Olivo hurt himself fielding a ball hit in front of the mound by B.J. Upton as he planted his right foot and threw across his body.
The veteran catcher was on an eight-game hitting streak after going 2-for-4 with a home run before he fell to the turf and had to be helped off the field. He said the injury felt worse than a similar groin injury that sidelined him about three weeks during 2011 Spring Training.
"I tried to be aggressive, the way I am, and make that play at first base," Olivo said. "My leg stuck in the grass and I felt a pop in my groin. I know that feeling. I know my body. I have to be honest with myself. I know it's not going to be easy. It's hurting and real painful."
The team recalled left fielder Mike Carp from his injury rehab stint with Triple-A Tacoma. Manager Eric Wedge said he will go with rookie Jesus Montero and backup John Jaso behind the plate in Olivo's absence. Jaso has hit well in limited time at designated hitter but has yet to catch after being acquired from Tampa Bay in the offseason.
Montero, 22, has hit .259 and belted his fourth home run Monday, while seeing most of his time at DH since being acquired from the Yankees in the Michael Pineda trade.
Wedge said a full diagnosis won't be available on Olivo until the injury calms down, but that he's definitely headed to the disabled list.
"You guys have asked how Jaso would get behind the plate and I guess you know now," Wedge said. "If we do that, they'll split time, just where they're both at and what we're trying to do here with the development process."
Montero said he's ready for whatever comes of a tough situation.
"I feel sorry," the rookie said. "I've been through that. It's bad, but I just want him to be here again and keep helping the team, like he was doing. I hope the best for him, so he can be back.
"I don't know what they're going to do or decide," said Montero. "I'm here to help the team and do my best. Whatever they're going to do with me, I'm going to be fine."

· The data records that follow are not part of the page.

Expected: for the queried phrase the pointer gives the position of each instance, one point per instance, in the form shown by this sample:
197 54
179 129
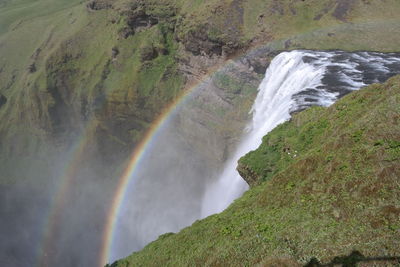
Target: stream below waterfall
173 188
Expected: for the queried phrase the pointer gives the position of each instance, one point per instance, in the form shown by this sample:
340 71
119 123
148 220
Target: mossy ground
340 193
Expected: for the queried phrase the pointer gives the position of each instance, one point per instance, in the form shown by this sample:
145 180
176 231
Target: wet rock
139 19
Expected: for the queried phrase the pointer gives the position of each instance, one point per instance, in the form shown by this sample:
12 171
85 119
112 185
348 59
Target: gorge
172 189
124 120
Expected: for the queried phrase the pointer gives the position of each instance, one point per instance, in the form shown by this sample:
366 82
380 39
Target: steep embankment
323 184
114 65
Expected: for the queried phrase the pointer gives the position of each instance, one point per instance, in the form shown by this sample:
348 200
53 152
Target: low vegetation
324 184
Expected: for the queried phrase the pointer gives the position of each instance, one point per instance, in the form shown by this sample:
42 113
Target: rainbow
135 160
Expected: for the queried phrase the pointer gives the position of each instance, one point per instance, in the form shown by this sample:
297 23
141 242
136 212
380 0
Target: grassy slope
340 193
71 48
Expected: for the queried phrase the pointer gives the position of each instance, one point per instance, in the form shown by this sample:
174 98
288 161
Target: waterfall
294 81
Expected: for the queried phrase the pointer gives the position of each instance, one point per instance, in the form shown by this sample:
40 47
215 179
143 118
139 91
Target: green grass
339 194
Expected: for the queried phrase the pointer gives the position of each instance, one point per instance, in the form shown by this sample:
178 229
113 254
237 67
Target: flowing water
294 81
172 185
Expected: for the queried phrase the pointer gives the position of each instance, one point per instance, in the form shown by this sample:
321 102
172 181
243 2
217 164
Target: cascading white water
168 192
294 81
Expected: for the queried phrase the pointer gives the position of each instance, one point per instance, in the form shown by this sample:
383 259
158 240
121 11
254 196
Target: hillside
82 82
323 184
115 65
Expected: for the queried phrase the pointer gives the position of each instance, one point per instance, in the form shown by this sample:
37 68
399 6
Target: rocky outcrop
246 172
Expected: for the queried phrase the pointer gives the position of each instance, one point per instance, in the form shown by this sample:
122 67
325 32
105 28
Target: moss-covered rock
338 194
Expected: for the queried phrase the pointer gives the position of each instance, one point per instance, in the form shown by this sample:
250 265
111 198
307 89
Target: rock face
314 201
67 87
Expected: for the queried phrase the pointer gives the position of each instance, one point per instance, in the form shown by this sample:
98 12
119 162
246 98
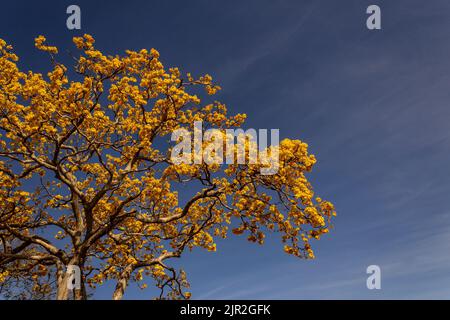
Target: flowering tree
86 177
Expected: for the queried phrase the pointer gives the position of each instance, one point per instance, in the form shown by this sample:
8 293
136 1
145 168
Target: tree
86 177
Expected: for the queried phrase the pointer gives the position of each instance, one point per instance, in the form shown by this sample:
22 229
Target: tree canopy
86 177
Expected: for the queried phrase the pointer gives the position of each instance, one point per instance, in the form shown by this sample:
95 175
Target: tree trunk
122 283
63 290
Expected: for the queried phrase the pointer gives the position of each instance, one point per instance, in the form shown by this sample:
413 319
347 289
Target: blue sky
374 106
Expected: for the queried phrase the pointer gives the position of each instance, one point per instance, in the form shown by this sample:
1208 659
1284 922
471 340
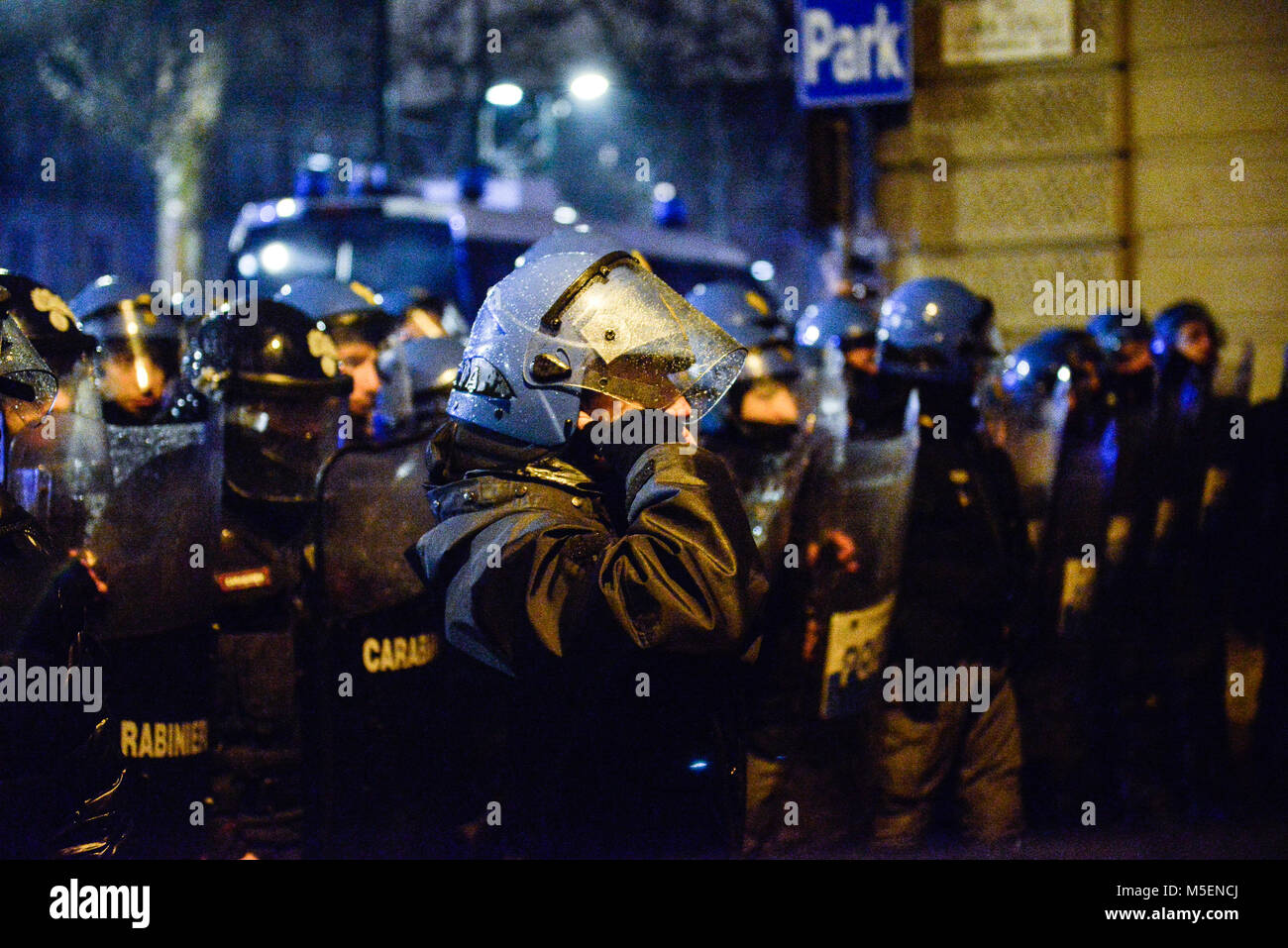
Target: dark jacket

After a tough start to his season, Olivo had just begun heating up with the bat. He's hit .324 over the past eight games with three home runs to lift his season average to .210.
"Yeah, I've been struggling the whole month and now I start feeling better and that thing happens," Olivo said. "It's part of baseball. Some things you can't control."
"I feel bad for the kid," Wedge said. "You've seen what he's starting to do. That's the reason you start playing him, because you know he's going to get it going and what he means behind the plate for us. I feel badly for him, but like I told him after the game, this is just another bump in the road."